Where ZeroAvia talks about its gaseous hydrogen systems offering a 10-11% mass fraction (the proportion of the total full tank weight that represents actual fuel), and Val Miftakhov speaks of mass fractions as high as 30% being realistically achievable with liquid hydrogen, the Skai team isn’t ready yet to discuss its own tank technology.

“The specific numbers are proprietary to what we’re doing,” says Hanvey. “We’re working with our tank people as to how much we can get in a tank, what the weight of it is, and what the percentage of the total aircraft weight this will be. While we’re working with people who are close to the number, it’s premature to be giving out the information.”

One challenge being that you need to keep liquid hydrogen extremely cold to keep it in its liquid state. At atmospheric pressure levels, we’re talking just 20.28 kelvins above absolute zero (−252.87 °C, or −423.17 °F).

That temperature can rise a little if you’re willing to pressurise as well as cool (using a cryogenic system running between 250 and 700 bar of pressure), but Gunter says that’s not part of Skai’s plans, as “even a moderately pressurized system has significant weight penalties.”

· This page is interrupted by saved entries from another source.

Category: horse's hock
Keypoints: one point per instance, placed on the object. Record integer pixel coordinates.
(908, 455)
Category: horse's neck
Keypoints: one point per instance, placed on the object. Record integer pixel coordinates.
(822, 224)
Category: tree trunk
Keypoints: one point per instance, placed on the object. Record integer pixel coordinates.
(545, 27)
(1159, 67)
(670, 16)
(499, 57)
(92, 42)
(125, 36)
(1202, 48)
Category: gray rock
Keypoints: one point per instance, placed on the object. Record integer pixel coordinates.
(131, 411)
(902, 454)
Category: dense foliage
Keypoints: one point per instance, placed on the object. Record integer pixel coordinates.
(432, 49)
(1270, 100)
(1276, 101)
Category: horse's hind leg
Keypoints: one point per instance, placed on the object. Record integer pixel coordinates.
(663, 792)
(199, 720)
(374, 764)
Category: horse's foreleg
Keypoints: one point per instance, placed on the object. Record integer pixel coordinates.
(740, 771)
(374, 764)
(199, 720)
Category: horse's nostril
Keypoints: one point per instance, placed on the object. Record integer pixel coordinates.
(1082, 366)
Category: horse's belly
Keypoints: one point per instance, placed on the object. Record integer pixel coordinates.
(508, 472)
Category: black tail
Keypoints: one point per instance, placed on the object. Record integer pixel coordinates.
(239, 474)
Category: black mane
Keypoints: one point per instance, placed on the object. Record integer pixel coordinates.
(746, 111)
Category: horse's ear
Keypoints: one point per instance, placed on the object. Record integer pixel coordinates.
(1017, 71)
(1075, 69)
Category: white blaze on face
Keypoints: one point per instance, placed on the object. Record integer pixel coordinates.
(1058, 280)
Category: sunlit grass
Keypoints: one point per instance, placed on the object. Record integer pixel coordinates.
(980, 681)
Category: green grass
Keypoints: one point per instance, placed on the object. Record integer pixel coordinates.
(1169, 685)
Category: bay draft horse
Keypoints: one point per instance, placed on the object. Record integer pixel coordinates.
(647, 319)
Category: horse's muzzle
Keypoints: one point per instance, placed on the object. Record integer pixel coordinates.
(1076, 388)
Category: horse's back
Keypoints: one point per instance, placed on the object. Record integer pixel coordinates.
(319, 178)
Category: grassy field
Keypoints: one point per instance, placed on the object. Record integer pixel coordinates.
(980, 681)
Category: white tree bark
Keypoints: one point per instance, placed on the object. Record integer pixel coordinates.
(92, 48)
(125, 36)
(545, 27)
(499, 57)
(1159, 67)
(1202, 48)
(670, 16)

Super-cooling it does entail extra energy loss during the liquefaction stage, but the net result will still be a much longer range aircraft than those powered with gaseous hydrogen, or certainly lithium batteries.

“The good thing in all of this,” says Gunter, “is the notable developments that occur in this space on an increasing basis. The efficiencies we’ve seen in fuel cells and the same the industry is seeing regarding H2 production all point to increasing effectiveness of any form of H2 as a future focused solution.”

“There’s a number of naysayers about what we’re doing with hydrogen,” adds Hanvey. “But we believe we’ve gone from the question to the possible, and it’s now the probable. We know we can fly with hydrogen, and the question is just how quickly we can get it to the market. And based on our experience, we think we can get there a lot quicker than perhaps the market will give us credit for.”